What follows is a meandering tale of Love, Betrayal, and Redemption.

From the word go, Aditya Kapoor's character has a glimpse of (or more than a glimpse of) the author, Ravi Subramanian.
Aditya Kapoor has managed to keep the masses and critics equally enthused.

I have read two books by Ravi Subramanian before this - 'If God Was a Banker' and 'God is a Gamer'.
This book is unlike either. From what I have read about Subramanian's other books too, it is unlike any other book he has written before this.
Personal relationships reign higher in 'The Bestseller She Wrote'. Although the protagonist Aditya Kapoor works in a bank (the world of banking has played an important role in the previous two books I have read, as is obvious from their titles), his being an author forms the main plot of this story.

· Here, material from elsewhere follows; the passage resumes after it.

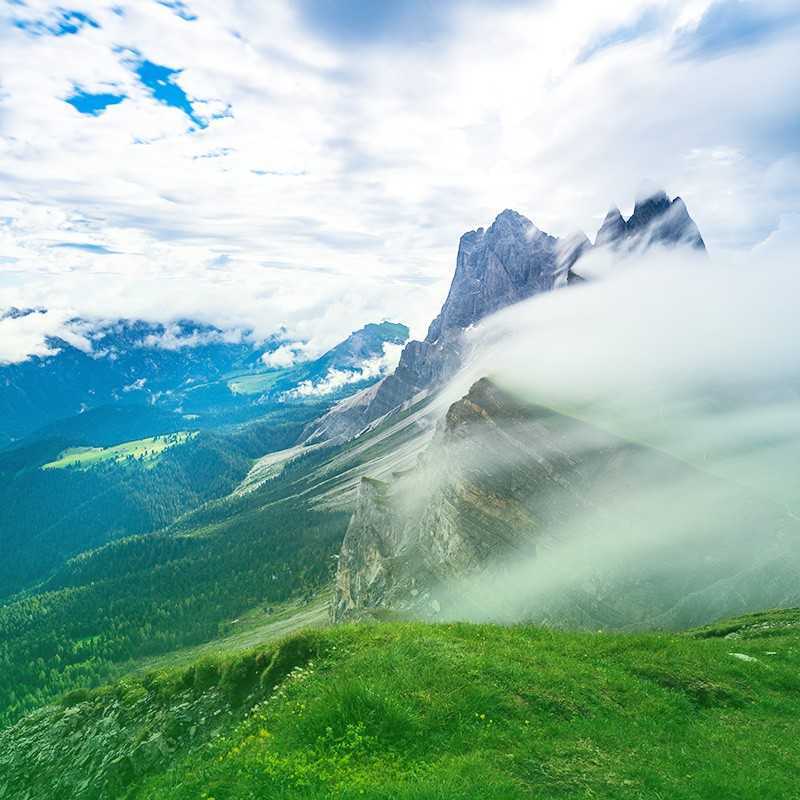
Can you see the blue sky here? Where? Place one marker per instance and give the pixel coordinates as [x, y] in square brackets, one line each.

I found Shreya's character to be very unrealistic. Her actions were rather erratic and inconsistent.

The 'fictional' story of 'The Bestseller She Wrote' finds mention of many real people. In some cases, their actual names have been used, and at times, the names have been altered so little that it wouldn't be difficult to guess who is being written about.
Reading between the lines takes an all-new meaning with such strong hints thrown around.

Aditya Kapoor gives a lot of contentious and cynical advice about the world of writing.

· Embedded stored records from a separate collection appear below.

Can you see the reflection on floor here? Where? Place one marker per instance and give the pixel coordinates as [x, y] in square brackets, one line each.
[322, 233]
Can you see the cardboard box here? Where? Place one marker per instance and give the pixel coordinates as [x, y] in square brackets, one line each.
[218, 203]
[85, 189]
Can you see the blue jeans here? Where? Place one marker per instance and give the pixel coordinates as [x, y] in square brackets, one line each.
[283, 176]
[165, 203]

Aditya Kapoor says "Half the people, who have an opinion on current Indian authors, haven't even read them."
I do wonder if it is Aditya Kapoor's thoughts, or Ravi Subramanian's. I think as a reader the search for autobiographical touch from the author is expected since the story is about an author.
An author, who has a bank job, writes thrillers and defends Indian authors.

The writing of 'The Bestseller She Wrote' is easy to read. The plot has many and some very unexpected twists. The climax (in keeping with Subramanian's style) is a bit surprising.